北朝鮮側の談話は、文在寅氏が演説で朝鮮半島の平和構築などを訴えたことを非難し、「(韓国当局者と)これ以上話すこともないし、再び対座する考えもない」と宣言。さらには文氏のことを「まれに見る図々しい人だ」などとして、辛辣に批判した。
韓国側はこれまで、北朝鮮からのこうした非難に対して、あくまで対話で解決するという原則的なコメントに終始していたのだが、さすがに大統領を「個人攻撃」されたとあって、言い返さざるを得なくなったのだろう。
しかし実際のところ、韓国側のこうした「ソフトな対応」が、北朝鮮を増長させてきた部分も否定できない。例えば、北朝鮮が11日に発表した外務省局長の談話は、短距離弾道ミサイル発射を韓国が非難したことを巡り、次のように言っている。
「普通の時でもなく、われわれに反対する戦争演習を公然と行っている渦中でわれわれを痛罵しようと自分の方からむしろ奔走していることこそ、盗人猛々しい、図々しい振る舞いだと言わざるを得ない。
われわれの相手がこれ程に低レベルなことが残念だ。(中略)
軍事演習での概念的な敵が明白にわれわれとなっている状況で、今後、そのような軍事演習をあらかじめ中止するか、軍事演習を行ったことに対してせめてもっともらしい弁解や解明でも誠意をこめてする前には、北南間の接触自体が難しいということを考えなければならない」
北朝鮮が言いたいのはつまり、「南北合意を踏みにじってまで米韓合同軍事演習をしやがって。そのうえこちらの自衛権を否定するとはどういうことか。自分を正当化できるなら何か言ってみろ」ということだ。これは見方によっては、韓国に対して「論戦」を挑んでいるのだとも言える。

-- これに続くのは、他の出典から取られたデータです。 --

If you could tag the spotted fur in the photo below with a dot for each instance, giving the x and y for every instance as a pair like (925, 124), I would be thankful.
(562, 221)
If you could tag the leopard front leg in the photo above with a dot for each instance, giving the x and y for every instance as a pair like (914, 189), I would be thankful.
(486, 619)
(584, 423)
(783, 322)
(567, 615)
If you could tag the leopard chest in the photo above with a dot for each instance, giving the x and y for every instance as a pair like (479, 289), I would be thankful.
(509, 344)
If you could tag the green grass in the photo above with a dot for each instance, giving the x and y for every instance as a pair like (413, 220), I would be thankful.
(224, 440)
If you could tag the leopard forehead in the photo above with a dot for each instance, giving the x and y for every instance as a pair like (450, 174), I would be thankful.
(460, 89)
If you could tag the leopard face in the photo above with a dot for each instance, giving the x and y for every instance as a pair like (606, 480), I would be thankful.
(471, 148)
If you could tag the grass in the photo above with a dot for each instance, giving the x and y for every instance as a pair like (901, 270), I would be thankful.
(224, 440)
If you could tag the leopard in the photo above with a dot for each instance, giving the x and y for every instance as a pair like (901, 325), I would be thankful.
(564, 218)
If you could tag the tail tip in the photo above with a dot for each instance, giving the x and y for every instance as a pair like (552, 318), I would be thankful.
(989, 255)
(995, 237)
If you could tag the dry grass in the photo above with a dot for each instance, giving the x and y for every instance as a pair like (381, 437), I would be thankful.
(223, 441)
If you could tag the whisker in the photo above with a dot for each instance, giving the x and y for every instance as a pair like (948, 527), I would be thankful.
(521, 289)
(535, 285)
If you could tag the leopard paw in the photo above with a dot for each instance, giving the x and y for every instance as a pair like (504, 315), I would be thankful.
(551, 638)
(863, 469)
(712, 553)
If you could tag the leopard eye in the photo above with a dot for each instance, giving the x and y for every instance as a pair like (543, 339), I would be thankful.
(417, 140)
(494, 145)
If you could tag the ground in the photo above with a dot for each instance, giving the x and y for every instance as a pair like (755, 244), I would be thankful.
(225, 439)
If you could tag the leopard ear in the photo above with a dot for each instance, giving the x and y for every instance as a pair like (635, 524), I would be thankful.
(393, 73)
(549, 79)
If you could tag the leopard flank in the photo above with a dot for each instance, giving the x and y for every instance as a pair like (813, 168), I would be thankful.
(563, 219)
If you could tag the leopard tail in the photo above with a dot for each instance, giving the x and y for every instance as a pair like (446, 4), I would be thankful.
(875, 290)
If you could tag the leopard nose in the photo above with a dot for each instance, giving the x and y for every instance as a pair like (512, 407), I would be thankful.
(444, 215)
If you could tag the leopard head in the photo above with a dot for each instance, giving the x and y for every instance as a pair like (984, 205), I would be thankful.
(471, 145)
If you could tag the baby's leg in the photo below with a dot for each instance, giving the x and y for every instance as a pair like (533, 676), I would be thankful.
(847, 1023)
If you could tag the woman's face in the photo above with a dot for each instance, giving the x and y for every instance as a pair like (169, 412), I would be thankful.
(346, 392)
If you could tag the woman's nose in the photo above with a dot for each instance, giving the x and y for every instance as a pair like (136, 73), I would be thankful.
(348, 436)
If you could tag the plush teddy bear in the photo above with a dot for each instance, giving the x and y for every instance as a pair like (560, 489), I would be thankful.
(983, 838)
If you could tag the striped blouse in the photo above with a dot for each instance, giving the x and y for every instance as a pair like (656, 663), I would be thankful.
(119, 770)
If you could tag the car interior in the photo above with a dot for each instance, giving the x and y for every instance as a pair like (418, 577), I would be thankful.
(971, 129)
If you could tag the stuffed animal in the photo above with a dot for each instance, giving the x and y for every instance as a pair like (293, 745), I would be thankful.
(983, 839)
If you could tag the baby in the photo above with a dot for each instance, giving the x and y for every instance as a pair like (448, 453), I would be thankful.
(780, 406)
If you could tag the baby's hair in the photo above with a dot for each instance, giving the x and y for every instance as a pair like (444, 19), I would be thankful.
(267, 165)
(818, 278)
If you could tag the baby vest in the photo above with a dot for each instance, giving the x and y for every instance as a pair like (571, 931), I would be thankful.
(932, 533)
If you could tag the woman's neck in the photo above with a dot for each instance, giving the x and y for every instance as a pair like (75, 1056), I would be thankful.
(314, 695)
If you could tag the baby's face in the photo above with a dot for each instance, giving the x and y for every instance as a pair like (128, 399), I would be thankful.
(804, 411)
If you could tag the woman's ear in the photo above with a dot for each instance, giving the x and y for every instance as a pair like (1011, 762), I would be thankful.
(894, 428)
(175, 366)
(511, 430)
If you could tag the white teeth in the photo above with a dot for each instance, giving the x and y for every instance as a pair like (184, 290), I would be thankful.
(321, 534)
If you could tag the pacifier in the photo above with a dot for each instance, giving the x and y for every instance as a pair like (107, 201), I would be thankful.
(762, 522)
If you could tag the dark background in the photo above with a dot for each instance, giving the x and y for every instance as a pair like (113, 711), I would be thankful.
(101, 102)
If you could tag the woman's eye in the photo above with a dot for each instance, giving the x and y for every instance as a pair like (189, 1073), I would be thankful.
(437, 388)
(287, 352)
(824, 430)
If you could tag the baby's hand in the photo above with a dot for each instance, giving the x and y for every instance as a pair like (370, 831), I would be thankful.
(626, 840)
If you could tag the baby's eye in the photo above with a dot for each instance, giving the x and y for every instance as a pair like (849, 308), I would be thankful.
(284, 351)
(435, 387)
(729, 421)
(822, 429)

しかし韓国側は、木で鼻をくくったようなコメントを出すだけで、説得力とインパクトのある主張は何も出していない。この点が、トランプ米大統領とは圧倒的に違う。
結局のところ、文在寅政権は「統一の未来」を語りつつ、そこへ至る現実的かつ論理的な戦略など持ち合わせていないのだ。あるいは、北朝鮮が論戦を挑んでいること自体に気づかなかったか、このいずれかだろう。